The economic recovery could be reduced or delayed unless businesses plug an annual $20bn hole in online transactions, according to a new study by payments fintech Checkout.com.

Loss of sales caused by false declines, where legitimate transactions are flagged as fraudulent, cost online retailers at least $20bn in 2019 in the world’s biggest e-commerce markets.

At a time of unprecedented trading conditions, merchants are handing nearly $13bn to competitors as consumers take their falsely rejected business elsewhere. A further $7.6bn of consumer money is effectively written off the balance sheet of the digital economy as consumers give up online purchases altogether.

The US is worst hit, losing $15bn last year to false declines, followed by the UK ($2.3bn), Germany ($1.7bn) and France ($1.3bn). This is money businesses can’t afford to lose, with Covid-19 predicted to cause an average global downturn of 6%. These losses will increase unless action is taken, warns the study.

The volume of online payments is growing as consumer habits change due to the pandemic. Without making their payments more efficient, businesses will continue to lose part of this growth.

The research, the largest ever of its kind, conducted by Oxford Economics, is based on 5,000 consumers and 1,500 merchants across the US, UK, France and Germany.

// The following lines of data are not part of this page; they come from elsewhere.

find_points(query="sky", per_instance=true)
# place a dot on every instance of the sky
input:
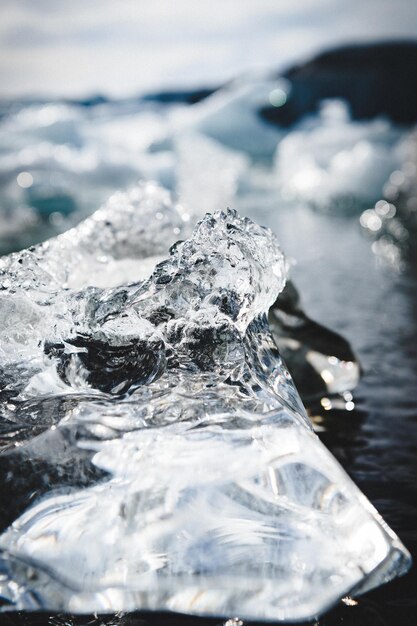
(124, 47)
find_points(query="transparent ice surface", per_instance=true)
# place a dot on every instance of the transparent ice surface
(157, 453)
(334, 162)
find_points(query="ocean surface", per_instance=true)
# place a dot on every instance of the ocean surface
(60, 160)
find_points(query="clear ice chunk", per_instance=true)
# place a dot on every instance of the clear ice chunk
(155, 453)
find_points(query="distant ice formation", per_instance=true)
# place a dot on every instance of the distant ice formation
(160, 455)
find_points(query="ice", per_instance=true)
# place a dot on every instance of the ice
(230, 116)
(333, 161)
(392, 222)
(156, 453)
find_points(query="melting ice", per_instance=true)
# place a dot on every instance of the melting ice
(146, 406)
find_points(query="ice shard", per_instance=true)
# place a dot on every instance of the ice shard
(155, 453)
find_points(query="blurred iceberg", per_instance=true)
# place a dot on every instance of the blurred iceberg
(156, 452)
(335, 163)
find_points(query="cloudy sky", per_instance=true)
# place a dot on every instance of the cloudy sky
(122, 47)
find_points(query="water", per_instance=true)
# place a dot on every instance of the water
(345, 286)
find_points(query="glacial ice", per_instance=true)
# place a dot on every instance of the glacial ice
(330, 160)
(156, 453)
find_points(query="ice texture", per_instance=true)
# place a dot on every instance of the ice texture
(332, 161)
(156, 453)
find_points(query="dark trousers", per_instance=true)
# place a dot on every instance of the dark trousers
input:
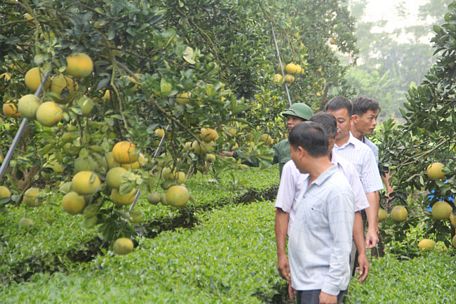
(313, 296)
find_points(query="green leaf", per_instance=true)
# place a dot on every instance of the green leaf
(189, 55)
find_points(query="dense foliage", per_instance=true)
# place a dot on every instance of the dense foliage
(426, 279)
(229, 257)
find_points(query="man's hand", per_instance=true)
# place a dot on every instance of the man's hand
(284, 267)
(291, 292)
(363, 268)
(371, 238)
(326, 298)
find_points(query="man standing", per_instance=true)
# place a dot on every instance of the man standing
(364, 121)
(292, 186)
(297, 113)
(320, 236)
(353, 150)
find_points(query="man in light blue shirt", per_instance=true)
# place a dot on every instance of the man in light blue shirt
(320, 236)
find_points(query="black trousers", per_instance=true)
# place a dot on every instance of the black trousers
(313, 296)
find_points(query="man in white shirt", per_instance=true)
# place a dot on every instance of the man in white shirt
(320, 235)
(364, 121)
(292, 186)
(362, 158)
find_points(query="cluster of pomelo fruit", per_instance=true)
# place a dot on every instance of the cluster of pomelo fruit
(441, 210)
(59, 88)
(95, 172)
(291, 70)
(205, 145)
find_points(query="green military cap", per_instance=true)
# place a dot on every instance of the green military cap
(300, 110)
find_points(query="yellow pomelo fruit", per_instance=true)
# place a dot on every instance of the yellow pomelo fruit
(399, 214)
(62, 85)
(181, 178)
(26, 223)
(291, 68)
(30, 197)
(123, 246)
(79, 65)
(154, 198)
(453, 219)
(188, 146)
(110, 161)
(208, 134)
(159, 132)
(124, 152)
(106, 96)
(183, 98)
(277, 78)
(142, 160)
(231, 131)
(85, 164)
(86, 104)
(435, 171)
(168, 173)
(382, 214)
(114, 177)
(210, 157)
(177, 196)
(10, 110)
(197, 147)
(49, 113)
(441, 210)
(33, 79)
(4, 192)
(85, 182)
(28, 105)
(73, 203)
(426, 244)
(123, 199)
(289, 78)
(136, 216)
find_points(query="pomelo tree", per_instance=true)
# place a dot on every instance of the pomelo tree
(178, 80)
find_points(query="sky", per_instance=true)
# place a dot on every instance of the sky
(388, 11)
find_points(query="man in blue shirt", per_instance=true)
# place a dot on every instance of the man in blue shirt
(320, 237)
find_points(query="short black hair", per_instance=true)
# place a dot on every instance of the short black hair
(328, 122)
(363, 104)
(311, 137)
(339, 102)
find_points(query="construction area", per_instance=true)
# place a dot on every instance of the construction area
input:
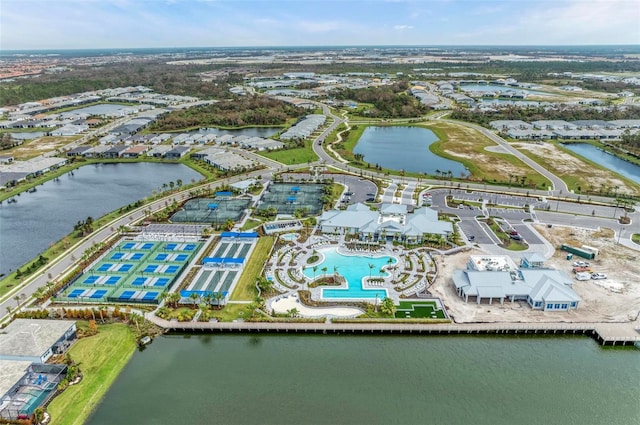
(614, 299)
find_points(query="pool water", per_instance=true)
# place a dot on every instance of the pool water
(353, 268)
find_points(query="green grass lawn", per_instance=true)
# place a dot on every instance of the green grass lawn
(250, 224)
(101, 359)
(246, 290)
(232, 311)
(419, 310)
(293, 156)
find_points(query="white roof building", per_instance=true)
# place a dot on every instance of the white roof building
(496, 277)
(35, 340)
(392, 223)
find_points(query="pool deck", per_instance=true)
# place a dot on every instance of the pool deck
(603, 333)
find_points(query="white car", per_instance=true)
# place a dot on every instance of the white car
(583, 276)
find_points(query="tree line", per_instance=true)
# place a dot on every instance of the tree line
(391, 101)
(567, 113)
(250, 110)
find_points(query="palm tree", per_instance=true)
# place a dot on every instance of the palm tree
(219, 297)
(135, 318)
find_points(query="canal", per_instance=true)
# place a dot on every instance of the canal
(37, 220)
(607, 160)
(329, 379)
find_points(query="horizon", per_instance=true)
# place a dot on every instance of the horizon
(157, 24)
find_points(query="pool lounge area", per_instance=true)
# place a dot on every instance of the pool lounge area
(354, 268)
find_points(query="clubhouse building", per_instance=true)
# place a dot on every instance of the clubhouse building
(391, 223)
(496, 277)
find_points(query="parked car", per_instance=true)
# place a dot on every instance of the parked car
(582, 269)
(583, 276)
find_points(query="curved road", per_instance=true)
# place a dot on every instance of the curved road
(63, 263)
(559, 186)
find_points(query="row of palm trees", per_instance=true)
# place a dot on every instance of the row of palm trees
(173, 298)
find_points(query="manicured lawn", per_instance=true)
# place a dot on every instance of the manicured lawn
(245, 290)
(250, 224)
(102, 357)
(293, 156)
(418, 310)
(467, 146)
(232, 311)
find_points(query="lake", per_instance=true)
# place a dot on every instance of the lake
(404, 148)
(613, 163)
(329, 379)
(41, 218)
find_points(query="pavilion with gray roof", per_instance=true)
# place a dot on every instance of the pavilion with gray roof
(492, 278)
(391, 223)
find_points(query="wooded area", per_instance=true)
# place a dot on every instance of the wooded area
(249, 110)
(567, 113)
(390, 101)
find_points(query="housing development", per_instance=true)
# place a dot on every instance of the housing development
(356, 190)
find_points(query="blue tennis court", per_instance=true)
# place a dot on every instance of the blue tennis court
(112, 280)
(76, 293)
(150, 268)
(126, 295)
(99, 293)
(161, 281)
(104, 267)
(150, 296)
(139, 281)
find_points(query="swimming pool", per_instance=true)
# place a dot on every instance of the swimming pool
(353, 268)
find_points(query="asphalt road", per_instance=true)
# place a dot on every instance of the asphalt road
(579, 215)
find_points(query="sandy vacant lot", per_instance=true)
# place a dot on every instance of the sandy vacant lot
(563, 164)
(615, 299)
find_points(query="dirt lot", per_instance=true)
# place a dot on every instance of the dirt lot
(33, 148)
(563, 164)
(614, 299)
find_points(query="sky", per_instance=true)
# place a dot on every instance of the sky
(82, 24)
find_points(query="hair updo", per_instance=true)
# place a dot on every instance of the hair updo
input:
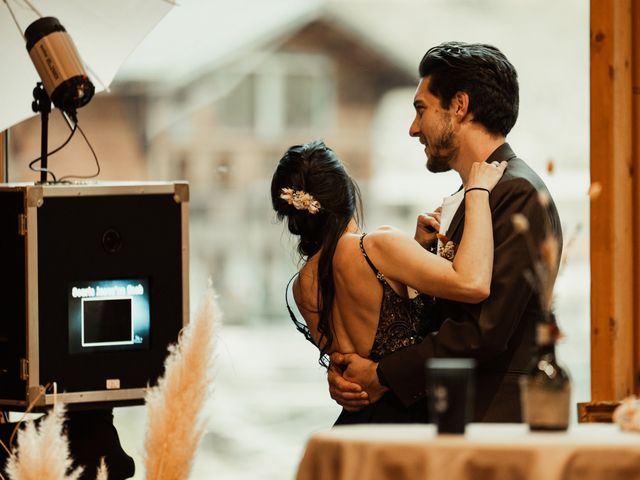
(313, 168)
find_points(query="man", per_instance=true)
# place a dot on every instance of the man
(466, 103)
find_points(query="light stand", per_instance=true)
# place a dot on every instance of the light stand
(42, 104)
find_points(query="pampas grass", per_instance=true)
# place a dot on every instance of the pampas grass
(175, 423)
(103, 474)
(43, 451)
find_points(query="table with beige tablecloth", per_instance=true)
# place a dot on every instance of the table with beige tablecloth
(485, 451)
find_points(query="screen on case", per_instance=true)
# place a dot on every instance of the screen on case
(109, 315)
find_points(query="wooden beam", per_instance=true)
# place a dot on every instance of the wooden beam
(613, 253)
(635, 152)
(4, 157)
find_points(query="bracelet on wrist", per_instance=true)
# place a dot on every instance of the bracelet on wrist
(476, 188)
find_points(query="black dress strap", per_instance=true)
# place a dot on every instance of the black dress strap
(301, 327)
(379, 275)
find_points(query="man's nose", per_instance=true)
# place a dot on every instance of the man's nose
(414, 131)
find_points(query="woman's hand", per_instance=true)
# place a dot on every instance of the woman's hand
(485, 175)
(427, 227)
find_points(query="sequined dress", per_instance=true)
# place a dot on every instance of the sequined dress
(402, 322)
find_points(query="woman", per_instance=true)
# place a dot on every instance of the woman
(352, 287)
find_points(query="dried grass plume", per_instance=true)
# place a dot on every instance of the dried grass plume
(175, 422)
(43, 450)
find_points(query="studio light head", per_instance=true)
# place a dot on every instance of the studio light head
(58, 63)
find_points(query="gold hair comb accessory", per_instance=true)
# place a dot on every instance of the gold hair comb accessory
(301, 200)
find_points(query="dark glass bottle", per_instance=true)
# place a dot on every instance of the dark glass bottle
(545, 389)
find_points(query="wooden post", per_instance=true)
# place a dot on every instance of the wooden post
(614, 214)
(635, 135)
(4, 155)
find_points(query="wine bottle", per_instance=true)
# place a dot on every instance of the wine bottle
(545, 389)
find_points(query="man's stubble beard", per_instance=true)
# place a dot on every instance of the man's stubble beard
(444, 150)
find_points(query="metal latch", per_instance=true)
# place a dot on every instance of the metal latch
(24, 369)
(22, 224)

“The worst thing is to lose a customer at the point of payment. The most expensive mistake you can make is to lose people at that stage, because you’ve spent so much on customer acquisition, and now you’re losing them for reasons that you might not even be aware of,” said Andrew Row, Managing Director of Uber Payments, who was interviewed for the report.

The research shows that more than two thirds (65%) of merchants don’t receive the data that tells them when, why and how customer payments have been declined, stopping them from even beginning to address their payment inefficiencies. 

Failure to unlock the value tied up in payments is holding businesses back at a time when growth online has never been more important. Almost a third (31%) of merchants surveyed agreed that payments issues are preventing them from entering new markets. 

“The crisis has only accelerated the shift of commerce to digital. Now more than ever, merchants must be empowered to create better customer experiences. Payments are a source of amazing hidden value that merchants can use to unleash growth,” said Bradley Riss, Chief Commercial Officer at Checkout.com.